5) Which nerve is closely related to rectosacral fascia during surgery?
a) Pudendal nerve
b) Pelvic splanchnic nerves
c) Femoral nerve
d) Obturator nerve
Answer: b) Pelvic splanchnic nerves
Explanation: Pelvic splanchnic nerves lie nearby and must be preserved during surgery.
6) Denonvilliers’ fascia in females separates the rectum from?
a) Uterus
b) Vagina
c) Ovary
d) Bladder
Answer: b) Vagina
Explanation: In females, it separates rectum from posterior vaginal wall.
7) A surgeon identifies a thick posterior fascial layer behind rectum. This is?
a) Denonvilliers’ fascia
b) Rectosacral fascia
c) Endopelvic fascia
d) Lateral umbilical ligament
Answer: b) Rectosacral fascia
Explanation: Posterior rectal fascia is Waldeyer’s (rectosacral) fascia.
8) Major lymph drainage of rectum above pectinate line goes to?
a) Superficial inguinal nodes
b) Internal iliac nodes
c) Pararectal + inferior mesenteric nodes
d) External iliac nodes
Answer: c) Pararectal + inferior mesenteric nodes
Explanation: Upper rectum drains to pararectal → IMA nodes.

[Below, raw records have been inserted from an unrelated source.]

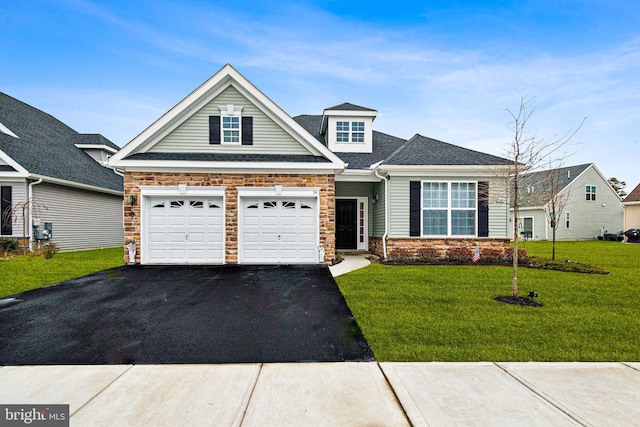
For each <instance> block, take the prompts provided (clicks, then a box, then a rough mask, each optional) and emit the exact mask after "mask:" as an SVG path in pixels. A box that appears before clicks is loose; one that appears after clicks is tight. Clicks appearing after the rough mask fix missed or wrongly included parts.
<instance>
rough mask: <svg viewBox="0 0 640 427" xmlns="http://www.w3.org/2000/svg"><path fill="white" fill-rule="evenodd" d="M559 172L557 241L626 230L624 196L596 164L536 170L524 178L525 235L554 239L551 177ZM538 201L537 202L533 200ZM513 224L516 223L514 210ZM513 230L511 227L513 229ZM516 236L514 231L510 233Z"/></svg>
mask: <svg viewBox="0 0 640 427" xmlns="http://www.w3.org/2000/svg"><path fill="white" fill-rule="evenodd" d="M550 173H555V174H556V175H557V176H558V177H559V178H560V186H559V190H560V191H559V193H558V194H559V199H561V200H563V204H564V206H563V208H562V211H561V212H559V214H560V215H559V218H558V223H559V224H558V227H557V229H556V239H557V240H588V239H597V238H602V237H604V235H605V234H616V235H617V234H619V233H620V232H621V231H622V229H623V210H622V203H621V199H620V196H618V193H616V191H615V190H614V189H613V188H611V186H610V185H609V183H608V182H607V180H606V179H605V178H604V176H603V175H602V173H600V171H599V170H598V168H597V167H596V166H595V165H594V164H593V163H590V164H584V165H578V166H571V167H565V168H560V169H554V170H550V171H542V172H535V173H533V174H530V176H529V177H527V179H526V180H525V181H524V182H526V183H527V185H525V186H524V188H523V189H522V194H523V196H522V199H523V201H524V204H523V206H522V207H521V208H520V210H519V221H518V222H519V227H518V228H519V230H520V236H521V237H522V238H528V239H535V240H550V239H551V238H552V229H551V225H550V219H549V218H550V216H549V212H550V207H549V206H550V204H549V199H550V197H549V193H548V191H549V190H548V185H547V184H546V182H547V178H548V176H549V174H550ZM530 200H534V201H535V202H533V203H532V202H530ZM510 223H511V224H513V209H512V210H511V216H510ZM511 230H512V229H510V231H511ZM510 234H511V235H513V232H512V231H511V233H510Z"/></svg>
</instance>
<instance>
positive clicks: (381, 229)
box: [369, 181, 386, 237]
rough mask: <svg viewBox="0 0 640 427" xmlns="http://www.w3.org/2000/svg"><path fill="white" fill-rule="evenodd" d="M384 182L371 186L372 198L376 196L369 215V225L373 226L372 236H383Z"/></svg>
mask: <svg viewBox="0 0 640 427" xmlns="http://www.w3.org/2000/svg"><path fill="white" fill-rule="evenodd" d="M384 191H385V190H384V181H380V182H378V183H375V184H373V194H374V197H375V196H376V195H377V196H378V200H377V201H376V203H375V204H373V209H372V211H373V212H372V214H371V215H369V223H370V224H372V225H373V231H372V234H371V235H372V236H376V237H382V236H383V235H384V221H385V203H386V200H385V192H384Z"/></svg>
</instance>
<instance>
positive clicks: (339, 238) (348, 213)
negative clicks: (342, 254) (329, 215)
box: [336, 199, 358, 249]
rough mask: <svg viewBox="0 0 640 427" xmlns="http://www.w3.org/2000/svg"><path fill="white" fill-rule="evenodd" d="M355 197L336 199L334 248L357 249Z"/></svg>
mask: <svg viewBox="0 0 640 427" xmlns="http://www.w3.org/2000/svg"><path fill="white" fill-rule="evenodd" d="M357 212H358V203H357V200H356V199H338V200H336V249H357V248H358V239H357V233H356V230H357V227H356V218H357V217H358V215H357Z"/></svg>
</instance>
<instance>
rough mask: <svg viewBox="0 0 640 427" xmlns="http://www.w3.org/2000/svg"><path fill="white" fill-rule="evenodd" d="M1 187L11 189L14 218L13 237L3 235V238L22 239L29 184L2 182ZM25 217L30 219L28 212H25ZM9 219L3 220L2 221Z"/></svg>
mask: <svg viewBox="0 0 640 427" xmlns="http://www.w3.org/2000/svg"><path fill="white" fill-rule="evenodd" d="M0 186H2V187H11V205H12V207H13V209H12V218H11V222H12V224H11V232H12V234H11V235H3V236H2V237H22V234H23V233H24V227H23V226H22V209H21V207H22V206H24V204H25V202H26V201H27V183H26V182H25V181H0ZM25 216H27V217H28V210H25ZM6 219H7V218H2V221H4V220H6ZM26 234H27V235H28V234H29V230H26Z"/></svg>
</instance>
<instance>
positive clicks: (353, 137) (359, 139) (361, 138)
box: [351, 122, 364, 142]
mask: <svg viewBox="0 0 640 427" xmlns="http://www.w3.org/2000/svg"><path fill="white" fill-rule="evenodd" d="M351 142H364V122H351Z"/></svg>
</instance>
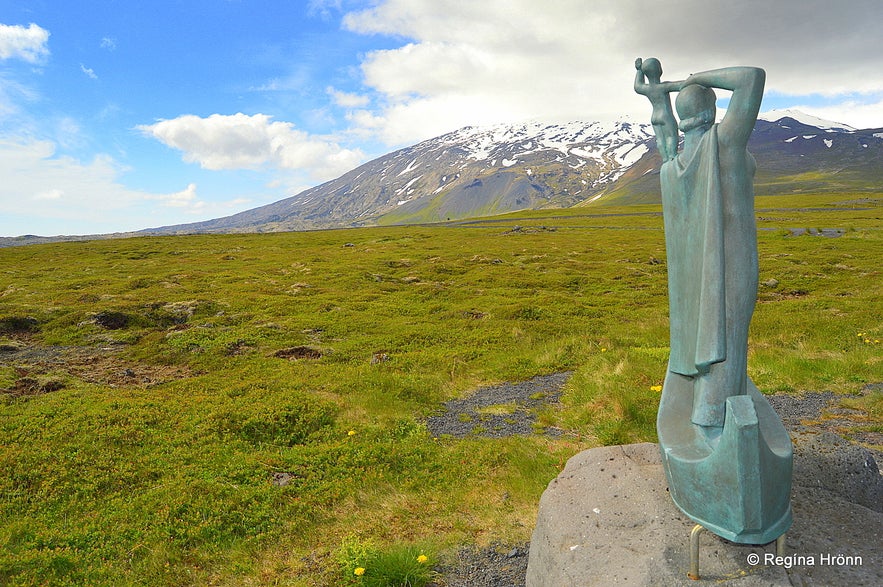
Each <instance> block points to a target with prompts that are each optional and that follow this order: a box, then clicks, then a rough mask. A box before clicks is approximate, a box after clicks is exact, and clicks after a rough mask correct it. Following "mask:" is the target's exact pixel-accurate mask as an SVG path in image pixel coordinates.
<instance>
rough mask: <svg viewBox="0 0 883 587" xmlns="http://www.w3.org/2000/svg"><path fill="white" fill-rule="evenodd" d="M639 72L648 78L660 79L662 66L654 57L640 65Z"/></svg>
mask: <svg viewBox="0 0 883 587" xmlns="http://www.w3.org/2000/svg"><path fill="white" fill-rule="evenodd" d="M641 71H643V72H644V75H646V76H648V77H653V78H656V77H662V64H661V63H659V60H658V59H656V58H655V57H650V58H649V59H646V60H645V61H644V62H643V63H642V64H641Z"/></svg>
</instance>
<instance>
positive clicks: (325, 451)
mask: <svg viewBox="0 0 883 587" xmlns="http://www.w3.org/2000/svg"><path fill="white" fill-rule="evenodd" d="M848 196H849V194H840V195H837V194H835V195H830V196H824V197H821V196H820V197H816V198H815V199H813V201H812V202H811V203H812V206H813V207H815V208H818V207H824V206H827V207H828V208H830V211H829V212H828V211H826V212H824V216H823V217H819V216H807V214H808V213H807V212H806V211H805V208H807V207H808V206H807V205H806V204H805V203H800V202H797V201H795V202H794V203H793V205H794V208H793V209H789V210H782V209H781V208H783V207H787V206H788V205H792V204H789V203H788V202H786V201H785V200H776V205H777V208H778V209H777V211H776V212H775V214H773V213H771V212H763V213H760V212H759V215H762V216H763V217H764V218H766V219H761V220H760V221H759V224H760V226H761V228H762V230H761V231H760V233H759V248H760V273H761V275H760V281H761V284H762V285H761V286H760V290H759V292H758V305H757V309H756V311H755V317H754V320H753V322H752V330H751V343H750V344H751V355H750V358H749V370H750V375H751V376H752V378H753V379H754V381H755V382H756V383H757V384H758V386H759V387H760V388H761V389H762V390H764V391H767V392H790V391H795V392H796V391H801V390H834V391H837V392H839V393H844V394H848V393H854V392H856V391H858V390H859V389H861V388H862V387H863V386H865V385H866V384H869V383H878V382H880V381H881V379H883V372H881V371H883V367H881V356H883V352H881V350H883V347H881V345H880V344H879V343H878V342H877V341H879V340H880V339H881V338H883V330H881V323H880V320H879V317H880V315H881V314H883V307H881V301H880V300H881V299H883V291H881V284H883V280H881V279H880V271H879V251H880V245H881V242H880V241H881V233H880V218H879V212H878V210H879V208H868V207H867V206H865V207H852V208H850V207H847V206H843V205H837V203H838V202H839V201H841V200H848V199H849V198H848ZM762 204H763V202H761V201H759V203H758V207H759V208H760V207H761V205H762ZM826 209H827V208H826ZM626 211H630V210H626ZM553 212H554V214H551V212H550V211H544V212H539V213H538V212H535V213H518V214H512V215H508V216H506V217H497V218H493V219H487V220H485V221H482V222H477V223H473V224H470V225H468V226H439V227H432V226H423V227H385V228H371V229H358V230H342V231H328V232H313V233H292V234H265V235H225V236H221V235H203V236H180V237H168V238H137V239H129V240H108V241H94V242H77V243H58V244H51V245H35V246H29V247H23V248H12V249H2V250H0V390H2V391H0V412H2V417H0V548H2V549H3V556H2V557H0V584H3V585H10V586H15V585H35V584H40V585H84V584H91V585H154V586H163V585H169V586H171V585H205V584H213V585H239V584H278V585H337V584H354V585H358V584H362V585H368V584H371V583H369V581H371V580H373V579H372V578H376V577H380V576H383V577H386V578H385V579H383V580H385V581H387V582H386V583H383V584H409V583H407V581H410V582H411V583H410V584H415V585H416V584H420V583H419V581H429V580H430V579H431V574H426V573H424V574H422V575H420V577H422V578H418V575H417V574H415V573H418V572H421V573H422V572H423V571H427V572H428V571H430V570H431V567H432V565H433V561H435V560H437V559H438V557H440V556H443V554H444V552H445V550H446V549H449V548H451V547H453V546H455V545H457V544H462V543H479V544H488V543H490V542H493V541H503V542H506V541H508V542H510V543H513V542H523V541H525V540H527V539H528V538H529V536H530V532H531V529H532V525H533V522H534V517H535V515H536V505H537V502H538V500H539V496H540V494H541V493H542V491H543V489H544V488H545V487H546V485H547V484H548V482H549V481H550V480H551V479H552V478H554V476H555V475H556V474H557V473H558V472H559V471H560V470H561V469H562V468H563V466H564V463H565V462H566V460H567V459H568V458H569V457H570V456H572V455H573V454H575V453H576V452H578V451H580V450H582V449H584V448H587V447H589V446H592V445H595V444H613V443H628V442H640V441H654V440H655V424H654V422H655V414H656V408H657V405H658V399H659V389H658V387H659V386H660V385H661V383H662V380H663V377H664V372H665V366H666V361H667V353H668V349H667V344H668V322H667V316H666V314H667V297H666V272H665V271H666V270H665V245H664V240H663V233H662V221H661V217H660V216H659V214H658V212H659V210H658V207H648V208H647V209H646V210H644V209H641V210H639V212H641V213H640V214H638V215H628V216H615V215H614V216H605V217H604V218H603V219H599V218H597V217H594V216H591V214H592V212H593V209H592V208H591V207H586V208H580V209H575V210H568V211H560V213H559V211H553ZM604 212H605V214H612V213H615V212H616V210H615V209H612V208H605V210H604ZM553 216H554V218H553ZM773 216H775V218H773ZM777 219H778V220H777ZM602 223H603V224H602ZM515 225H519V226H521V227H522V228H521V229H520V230H517V231H516V230H513V227H514V226H515ZM802 226H821V227H823V228H829V227H834V228H836V227H849V230H846V231H845V232H844V234H843V236H841V237H839V238H824V237H818V236H808V235H807V236H800V237H792V236H790V235H791V232H790V231H789V230H788V229H790V228H792V227H802ZM531 227H545V228H544V229H543V230H539V229H537V230H528V229H529V228H531ZM552 228H554V230H552ZM766 228H770V229H771V230H765V229H766ZM565 370H568V371H574V375H573V377H572V379H571V380H570V382H569V383H568V384H567V386H566V388H565V390H564V393H563V395H562V398H561V401H560V403H559V404H555V405H548V406H546V407H544V408H543V409H541V410H540V412H539V414H538V424H539V425H541V426H542V427H544V428H547V427H554V428H558V429H561V430H562V431H563V434H562V435H560V436H558V437H543V436H536V435H534V436H529V437H513V438H503V439H480V438H469V439H466V440H456V439H451V438H443V439H433V438H432V437H431V436H430V435H429V434H428V432H427V430H426V427H425V425H424V424H423V422H424V420H425V418H426V417H427V416H428V415H430V414H432V413H434V412H435V411H436V410H438V409H439V408H440V406H441V405H442V404H443V402H445V401H448V400H450V399H454V398H458V397H462V396H463V395H464V394H467V393H468V392H469V391H470V390H472V389H475V388H476V387H478V386H481V385H488V384H493V383H497V382H501V381H507V380H508V381H514V380H524V379H528V378H530V377H533V376H535V375H539V374H547V373H553V372H558V371H565ZM844 401H845V402H847V403H848V402H859V404H860V405H857V404H856V405H857V408H860V409H863V410H865V411H866V412H867V413H868V414H869V420H868V422H866V423H864V424H863V425H865V426H867V427H868V429H869V430H876V429H879V425H880V419H881V415H880V409H879V403H880V394H879V392H874V393H872V394H871V395H869V396H865V397H864V398H863V399H856V400H849V399H846V400H844ZM849 405H850V406H852V405H853V404H849ZM512 409H513V406H510V405H506V404H501V405H497V406H493V407H491V408H488V409H487V412H488V413H490V414H498V415H505V414H506V413H507V412H508V411H510V410H512ZM875 427H876V428H875ZM420 556H425V557H427V558H426V560H425V561H422V562H421V561H417V558H419V557H420ZM415 565H416V566H415ZM357 568H363V569H365V571H364V574H361V575H359V574H356V573H355V570H356V569H357ZM379 569H386V570H383V571H381V570H379ZM382 573H386V574H385V575H384V574H382ZM393 576H395V577H398V578H395V579H391V578H389V577H393ZM395 581H398V582H399V583H396V582H395Z"/></svg>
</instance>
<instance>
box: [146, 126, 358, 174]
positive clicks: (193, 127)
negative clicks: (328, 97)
mask: <svg viewBox="0 0 883 587" xmlns="http://www.w3.org/2000/svg"><path fill="white" fill-rule="evenodd" d="M137 128H138V130H140V131H142V132H143V133H145V134H146V135H148V136H151V137H154V138H156V139H158V140H159V141H161V142H162V143H164V144H165V145H167V146H169V147H172V148H174V149H178V150H179V151H182V152H183V153H184V160H185V161H187V162H189V163H198V164H199V165H200V166H201V167H203V168H205V169H213V170H220V169H255V170H257V169H267V168H271V169H280V170H293V169H305V170H309V171H310V173H311V174H312V175H313V176H314V177H315V178H317V179H331V178H333V177H336V176H338V175H340V174H341V173H344V172H345V171H348V170H350V169H352V168H353V167H355V166H356V165H358V164H359V163H360V162H361V161H362V159H363V154H362V153H361V152H360V151H358V150H349V149H345V148H342V147H341V146H340V145H338V144H337V143H336V142H334V141H333V140H331V139H328V138H325V137H318V136H314V135H309V134H308V133H306V132H303V131H300V130H297V129H295V128H294V125H292V124H291V123H289V122H279V121H275V122H274V121H272V117H270V116H268V115H266V114H255V115H252V116H248V115H246V114H242V113H238V114H232V115H222V114H212V115H211V116H208V117H207V118H202V117H199V116H194V115H189V114H188V115H184V116H179V117H178V118H174V119H170V120H161V121H159V122H157V123H155V124H151V125H141V126H138V127H137Z"/></svg>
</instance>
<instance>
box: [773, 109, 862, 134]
mask: <svg viewBox="0 0 883 587" xmlns="http://www.w3.org/2000/svg"><path fill="white" fill-rule="evenodd" d="M783 118H791V119H793V120H796V121H797V122H799V123H801V124H805V125H807V126H814V127H816V128H818V129H821V130H824V131H826V132H852V131H854V130H856V129H854V128H853V127H851V126H849V125H848V124H842V123H839V122H832V121H830V120H824V119H822V118H818V117H816V116H813V115H811V114H806V113H804V112H801V111H800V110H793V109H783V110H770V111H768V112H762V113H760V114H759V115H758V116H757V119H758V120H765V121H767V122H779V121H780V120H782V119H783Z"/></svg>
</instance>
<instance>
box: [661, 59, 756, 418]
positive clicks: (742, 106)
mask: <svg viewBox="0 0 883 587" xmlns="http://www.w3.org/2000/svg"><path fill="white" fill-rule="evenodd" d="M764 79H765V74H764V71H763V70H762V69H758V68H756V67H729V68H725V69H716V70H712V71H706V72H702V73H697V74H693V75H691V76H690V77H688V78H687V79H686V80H685V81H684V82H663V83H666V84H668V85H667V86H663V87H666V88H674V89H677V88H678V87H680V88H681V89H680V92H679V93H678V96H677V100H676V101H675V107H676V109H677V113H678V117H679V118H680V123H679V125H678V128H679V129H680V130H681V131H682V132H683V133H684V143H683V150H682V151H681V152H679V153H677V154H675V155H674V156H671V157H670V158H669V159H668V160H666V161H665V162H664V163H663V165H662V170H661V174H660V177H661V183H662V205H663V215H664V218H665V240H666V253H667V258H668V261H667V262H668V287H669V317H670V331H671V357H670V362H669V369H670V370H671V371H673V372H675V373H679V374H681V375H686V376H690V377H692V378H693V381H694V397H693V413H692V421H693V423H695V424H699V425H701V426H723V421H724V403H725V401H726V398H727V397H729V396H732V395H744V394H745V393H746V380H747V354H748V324H749V322H750V321H751V314H752V312H753V311H754V302H755V297H756V295H757V274H758V268H757V229H756V227H755V220H754V187H753V183H754V170H755V165H754V158H753V157H752V156H751V154H750V153H749V152H748V150H747V149H746V147H747V144H748V137H749V136H750V135H751V131H752V130H753V129H754V124H755V122H756V120H757V113H758V110H759V109H760V103H761V98H762V96H763V86H764ZM711 88H722V89H725V90H731V91H732V92H733V94H732V97H731V99H730V104H729V107H728V108H727V112H726V114H725V115H724V118H723V120H722V121H721V122H720V124H715V123H714V121H715V100H716V97H715V94H714V90H713V89H711ZM648 97H649V96H648ZM659 102H660V103H662V101H661V100H660V101H659ZM664 103H670V102H669V100H668V97H667V96H665V100H664ZM663 106H664V104H663ZM657 108H659V104H654V110H656V109H657ZM670 108H671V107H670V106H669V109H670ZM660 141H663V142H669V143H670V138H669V137H668V135H667V134H666V136H664V137H657V143H659V142H660Z"/></svg>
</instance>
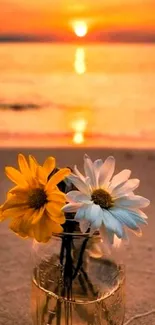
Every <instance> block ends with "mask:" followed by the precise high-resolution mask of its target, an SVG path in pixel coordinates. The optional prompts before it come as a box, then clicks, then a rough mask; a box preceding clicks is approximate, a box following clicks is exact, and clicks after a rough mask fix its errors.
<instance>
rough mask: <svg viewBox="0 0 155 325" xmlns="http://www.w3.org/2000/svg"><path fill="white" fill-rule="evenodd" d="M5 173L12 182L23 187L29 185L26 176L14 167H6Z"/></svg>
mask: <svg viewBox="0 0 155 325" xmlns="http://www.w3.org/2000/svg"><path fill="white" fill-rule="evenodd" d="M5 173H6V175H7V177H8V178H9V179H11V181H12V182H14V183H16V184H17V185H20V186H21V187H27V182H26V180H25V178H24V176H23V175H22V174H21V173H20V172H19V171H18V170H17V169H15V168H13V167H5Z"/></svg>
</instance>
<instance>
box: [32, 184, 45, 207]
mask: <svg viewBox="0 0 155 325" xmlns="http://www.w3.org/2000/svg"><path fill="white" fill-rule="evenodd" d="M28 202H29V207H30V208H33V209H40V208H41V207H42V206H44V204H46V203H47V202H48V201H47V195H46V193H45V191H44V190H43V189H41V188H36V189H35V190H32V191H31V192H30V193H29V198H28Z"/></svg>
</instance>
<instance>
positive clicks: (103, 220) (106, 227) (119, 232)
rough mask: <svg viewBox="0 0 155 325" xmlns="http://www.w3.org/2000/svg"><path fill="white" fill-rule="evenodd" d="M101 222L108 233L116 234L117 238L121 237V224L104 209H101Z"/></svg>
mask: <svg viewBox="0 0 155 325" xmlns="http://www.w3.org/2000/svg"><path fill="white" fill-rule="evenodd" d="M103 222H104V225H105V227H106V228H107V229H108V230H109V231H111V232H114V233H116V235H117V236H118V237H119V238H122V237H123V229H122V225H121V223H120V222H119V220H117V219H116V218H115V217H114V216H113V215H112V214H111V213H110V212H109V211H108V210H106V209H103Z"/></svg>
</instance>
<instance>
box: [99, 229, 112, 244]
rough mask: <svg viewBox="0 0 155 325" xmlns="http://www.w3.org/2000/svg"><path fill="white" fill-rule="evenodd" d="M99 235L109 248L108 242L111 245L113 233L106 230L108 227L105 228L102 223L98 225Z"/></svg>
mask: <svg viewBox="0 0 155 325" xmlns="http://www.w3.org/2000/svg"><path fill="white" fill-rule="evenodd" d="M100 235H101V238H102V239H103V242H105V243H106V244H107V248H109V243H110V244H111V245H112V244H113V241H114V233H113V232H111V231H108V229H106V228H105V226H104V225H102V226H101V227H100Z"/></svg>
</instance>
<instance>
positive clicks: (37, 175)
mask: <svg viewBox="0 0 155 325" xmlns="http://www.w3.org/2000/svg"><path fill="white" fill-rule="evenodd" d="M18 163H19V169H20V171H18V170H17V169H15V168H13V167H6V169H5V172H6V175H7V176H8V178H9V179H10V180H11V181H13V182H14V183H15V184H16V186H15V187H13V188H12V189H11V190H10V191H9V193H8V194H9V195H8V197H7V200H6V202H5V203H4V204H3V206H2V207H1V215H0V219H1V221H2V220H5V219H7V218H11V224H10V228H11V229H12V230H13V231H14V232H15V233H16V234H18V235H20V236H21V237H33V238H35V239H36V240H37V241H39V242H47V241H48V240H49V239H50V237H51V235H52V233H60V232H61V231H62V230H63V228H62V227H61V224H63V223H64V222H65V216H64V213H63V212H62V211H61V208H62V207H63V206H64V204H65V201H66V199H65V194H64V193H62V192H61V191H60V190H59V189H58V187H57V184H58V183H60V182H61V181H62V180H63V179H64V178H65V177H67V176H68V175H69V174H70V170H69V169H68V168H62V169H60V170H59V171H57V172H56V173H55V174H53V175H52V176H51V178H50V179H48V176H49V175H50V174H51V172H52V171H53V170H54V168H55V159H54V158H53V157H49V158H47V160H46V161H45V162H44V164H43V166H40V165H39V164H38V163H37V161H36V160H35V158H34V157H33V156H29V164H28V162H27V161H26V159H25V157H24V156H23V155H22V154H19V155H18Z"/></svg>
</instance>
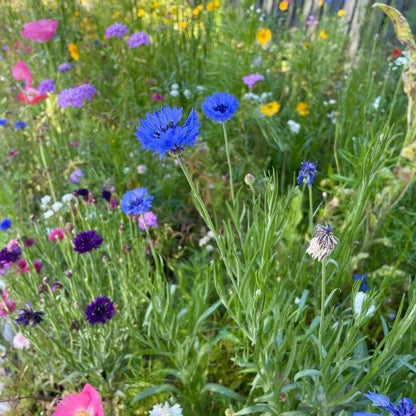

9) The fascia forming the pelvic diaphragm is?
a) Obturator fascia
b) Endopelvic fascia
c) Prevertebral fascia
d) Transversalis fascia
Answer: b) Endopelvic fascia
Explanation: Endopelvic fascia invests levator ani and pelvic organs.
10) Damage to Denonvilliers’ fascia during prostatectomy may affect?
a) Hearing
b) Urinary continence
c) Knee extension
d) Vision
Answer: b) Urinary continence
Explanation: Injury affects neurovascular bundle crucial for continence.
11) Which structure forms part of mesorectum?
a) Gastric lymph nodes
b) Rectal lymphatics
c) Testicular vessels
d) Hepatic ducts
Answer: b) Rectal lymphatics
Explanation: Mesorectum contains fat, lymphatics, superior rectal vessels.